Impresiones de Buenos Aires (I)

Por lo visto hasta ahora, esta ciudad me parece una capital europea. El centro histórico me recuerda más a París o Madrid que a Montevideo, las callecitas del barrio de Palermo, que imagino haciendo babear a l@s modern@s del Norte, me recuerdan más a partes de Londres como Camden que a otra cosa. Tampoco hay que tirar tanto de comparaciones; esta es la ciudad con más librerías que he visto en mi vida, creo (ah, ¿eso no es una comparación?). Probemos esto: pese a ser una gran (enorme, gigantesca, etc.) ciudad, conserva bastante verde, en muchos lugares hay palos borrachos y gomeros de raíces hercúleas. Cada dos por tres huele a pizza en algún horno o a una hierba que conozco, pero, pese a mi esfuerzo, no reconozco (¿sabina?). Pese a la enorme cantidad de urbanismo en cuadrícula, consigo despistarme varias veces por mi extraño mapa –no tiene arriba el norte, sino el sur-suroeste– y el Sol, que a mediodía llega tan arriba que es imposible decir qué es el norte y, por extensión, todo lo demás.
Hay edificios tan imponentes como el de la Secretaría de comunicaciones (justo antes de llegar a la Casa Rosada por la av. Eduardo Madero), la Facultad de ingeniería de la UBA o el Palacio Sarmiento, pero me los encuentro más de lo que los busco.

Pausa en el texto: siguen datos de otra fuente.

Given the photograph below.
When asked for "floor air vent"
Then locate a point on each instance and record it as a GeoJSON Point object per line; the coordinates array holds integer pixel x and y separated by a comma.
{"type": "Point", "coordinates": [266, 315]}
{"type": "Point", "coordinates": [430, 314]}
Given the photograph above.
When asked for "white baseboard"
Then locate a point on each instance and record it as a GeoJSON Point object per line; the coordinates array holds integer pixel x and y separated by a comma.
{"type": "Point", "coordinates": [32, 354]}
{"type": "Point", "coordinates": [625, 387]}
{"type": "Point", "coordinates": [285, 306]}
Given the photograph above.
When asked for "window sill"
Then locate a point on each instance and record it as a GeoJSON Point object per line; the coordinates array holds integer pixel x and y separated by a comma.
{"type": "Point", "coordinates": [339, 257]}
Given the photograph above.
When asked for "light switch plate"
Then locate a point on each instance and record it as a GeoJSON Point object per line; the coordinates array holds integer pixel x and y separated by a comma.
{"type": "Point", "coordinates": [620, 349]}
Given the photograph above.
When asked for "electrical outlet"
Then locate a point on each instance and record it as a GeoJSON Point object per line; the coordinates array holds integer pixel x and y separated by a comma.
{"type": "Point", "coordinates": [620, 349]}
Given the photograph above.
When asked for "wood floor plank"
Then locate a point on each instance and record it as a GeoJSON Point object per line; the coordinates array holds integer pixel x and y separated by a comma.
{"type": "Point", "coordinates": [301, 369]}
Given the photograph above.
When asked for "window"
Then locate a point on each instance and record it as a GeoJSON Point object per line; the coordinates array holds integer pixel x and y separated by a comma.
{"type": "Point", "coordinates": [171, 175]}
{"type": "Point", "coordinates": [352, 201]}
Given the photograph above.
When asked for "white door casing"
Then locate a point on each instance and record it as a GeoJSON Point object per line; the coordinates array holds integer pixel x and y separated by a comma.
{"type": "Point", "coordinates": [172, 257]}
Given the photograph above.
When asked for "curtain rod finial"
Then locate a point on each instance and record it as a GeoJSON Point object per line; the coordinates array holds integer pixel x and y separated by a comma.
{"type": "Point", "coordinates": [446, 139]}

En cambio, me alejo de la plaza de Mayo por la avenida de ídem buscando la cafetería Iberia, bastión de los emigrantes y exiliados españoles de cuatro generaciones. Bingo. Se me aparece delante, en la esquina con la calle Libertad (amén), con una reciente placa que recuerda a los cientos de argentin@s que combatieron contra Franco.
Me pierdo entre Recoleta y Retiro y entre calles que podrían pertenecer a cualquier otra capital occidental, llego al cruce de Callao con Quintana, donde Simón Radowitzky ajustició al coronel Falcón (1909), famoso por haber reprimido a tiros el meeting del 1º de mayo en la llamada semana roja (al menos 14 muert@s y 80 herid@s, activistas detenid@s, deportad@s, etc) y antes, haber desahuciado (¿os suena, paisan@s?) a inquilin@s en huelga con cañones de agua casi helada. Falcón tiene una placa que le recuerda como «guardián del orden» (salpicada de pintura roja, que le recuerda aún más) y, a pocas manzanas, una estatua. Radowitzky tiene un pedazo de su alma impregnando el penal subpolar de Ushuaia y el eco de un rugido de todas las movilizaciones por su libertad durante 21 años de presidio: manifestaciones, huelgas, la infiltración de Miguel Arcángel Roscigno en el cuerpo de funcionarios de prisiones para intentar sacarle de allí, su bomba en el domicilio del director del penal, …
Doy vueltas por los (muchos) parques de plaza Francia y alrededores y sigo pensando en las cuatro vidas de Radowitzky, niño y adolescente ucraniano, luchador anarquista y preso en Argentina, brigadista en España, exiliado en México.